Testing the Depths of Our Incredulity

There’s that meme again, a jocular George W. Bush. It does take me back, almost 20 years, with the strange […]

There’s that meme again, a jocular George W. Bush.

Miss me yet meme of GW Bush
Borrowed from The Ale Party page on Facebook…

It does take me back, almost 20 years, with the strange effect of persuading me that my 50s just possibly might have been still occurring in the flush of my youth. I remember especially trying to explain what’s what with American politics and how we choose our leaders to French neighbors (in France, lest there be any mistake), who would ask over a late afternoon gathering for apéros in a small village in Provence, “What about this Bush (“boosh” they would pronounce it)? Is he really that stoopid?”

In the larger context of the entirety of my life, if not the much greater one having nothing to do with me of the modern history of western civilization (“modern,” I admit, being a frangible and relative qualifier; let’s just say since about the time of the French Revolution, when we pretty much validated for all time ever since the invention of the white people’s expedient of assassinating onerous and exasperating leaders of the current system of governance), George Walker Bush seems only a whistle stop (putting things in perspective, as well as context) for the great train of dubious heads of state of an otherwise allegedly enlightened western democracy.

I remember the incredulity with which many of us pondered how it was possible he was president of the Land of Lincoln (and Washington, Jefferson, Adams, Madison et alia (even taking into account the all too concrete expediency of such strategies as manipulating electoral politics, even to the extent of relying on a politically stacked deck of otherwise nominally unbiassed meters of justice and judicial probity in a small body of elders called the Supreme Court to convey a judgment, seemingly neutral in its assessment of constitutional applicability and prudence, that conveyed the electoral college votes of the great State of Florida to the presidential tally of former frat boy and recovering alcoholic George, as I say, Walker Boosh)). Now all surpassed, a mere eight years after the tenure of Bush the Younger by the investiture of he who already has won the historical sweepstakes for the absolute bull goose, emperor duck worst of presidents to reside at the head of our government, only to be exceeded doubtlessly by some, at this juncture, inconceivable specimen of the future, perhaps not even, as yet, born, assuming our great nation survives much longer.

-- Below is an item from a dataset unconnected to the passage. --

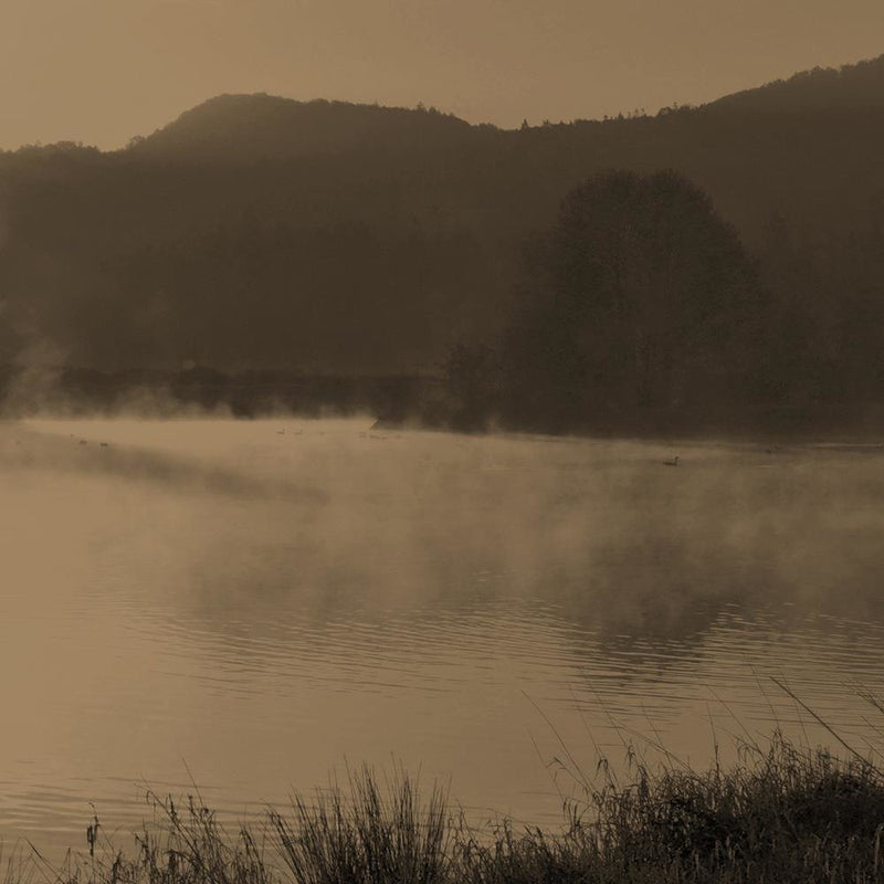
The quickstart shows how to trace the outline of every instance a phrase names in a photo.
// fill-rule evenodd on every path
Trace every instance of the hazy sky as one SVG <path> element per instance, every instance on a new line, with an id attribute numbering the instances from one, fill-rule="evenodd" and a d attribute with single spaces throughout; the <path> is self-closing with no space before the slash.
<path id="1" fill-rule="evenodd" d="M 0 146 L 118 147 L 222 92 L 653 113 L 881 53 L 882 0 L 0 0 Z"/>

But then, are we to subscribe to the quaintly chauvinistic conceit that America, greatest of all nations yet to emerge on the world stage in the ten thousand year history of our race as an entity we call in the aggregate “civilization,” could not possibly be surpassed as a wellspring of paradigms of whatever sort: greatness and awfulness alike, in a terrible way to consider as a wholly neutral matter—which it doubtless is to a mute and otherwise inscrutable universe?

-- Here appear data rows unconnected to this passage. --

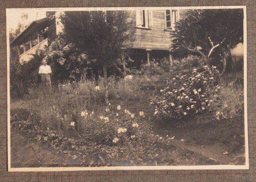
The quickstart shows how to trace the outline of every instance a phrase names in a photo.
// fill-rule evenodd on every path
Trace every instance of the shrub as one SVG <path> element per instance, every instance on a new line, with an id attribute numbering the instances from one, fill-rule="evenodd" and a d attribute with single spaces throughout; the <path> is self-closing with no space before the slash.
<path id="1" fill-rule="evenodd" d="M 171 70 L 171 64 L 169 59 L 166 57 L 161 59 L 160 61 L 160 68 L 163 70 L 164 72 L 168 72 Z"/>
<path id="2" fill-rule="evenodd" d="M 156 152 L 161 156 L 162 151 L 155 147 L 143 113 L 132 113 L 114 104 L 90 108 L 81 96 L 58 94 L 44 100 L 48 104 L 41 112 L 32 107 L 31 113 L 39 117 L 24 123 L 41 142 L 49 142 L 74 159 L 79 156 L 81 164 L 90 166 L 141 165 L 148 165 L 149 160 L 154 165 L 160 160 Z M 14 127 L 19 129 L 20 125 Z"/>
<path id="3" fill-rule="evenodd" d="M 187 118 L 212 110 L 212 98 L 218 96 L 219 72 L 215 67 L 193 69 L 175 75 L 168 87 L 151 104 L 155 114 L 165 119 Z"/>
<path id="4" fill-rule="evenodd" d="M 150 61 L 150 64 L 147 63 L 141 66 L 143 72 L 146 75 L 162 75 L 163 70 L 159 66 L 159 63 L 154 60 Z"/>
<path id="5" fill-rule="evenodd" d="M 120 79 L 116 83 L 116 98 L 122 100 L 140 100 L 144 95 L 140 86 L 143 78 L 134 76 L 132 80 Z"/>
<path id="6" fill-rule="evenodd" d="M 196 55 L 189 55 L 186 58 L 174 61 L 174 68 L 178 69 L 203 67 L 204 64 L 203 58 Z"/>
<path id="7" fill-rule="evenodd" d="M 221 84 L 219 99 L 214 99 L 213 103 L 215 117 L 218 120 L 231 120 L 244 116 L 243 87 L 237 87 L 235 84 L 234 81 L 227 86 L 225 86 L 225 84 Z"/>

Just when you think the electorate is incapable of any more corrosive bad judgment, even yet, after ten millennia, driven by violently emotionally held beliefs in what they know not how to articulate are their most fervently embraced values—abstractions mind you; I mean philosophical concepts that they couldn’t begin to convey using concrete language, and certainly not sufficiently well to pass the literacy portion of a high school education equivalency examination—they go ahead and prove you a credulous fool.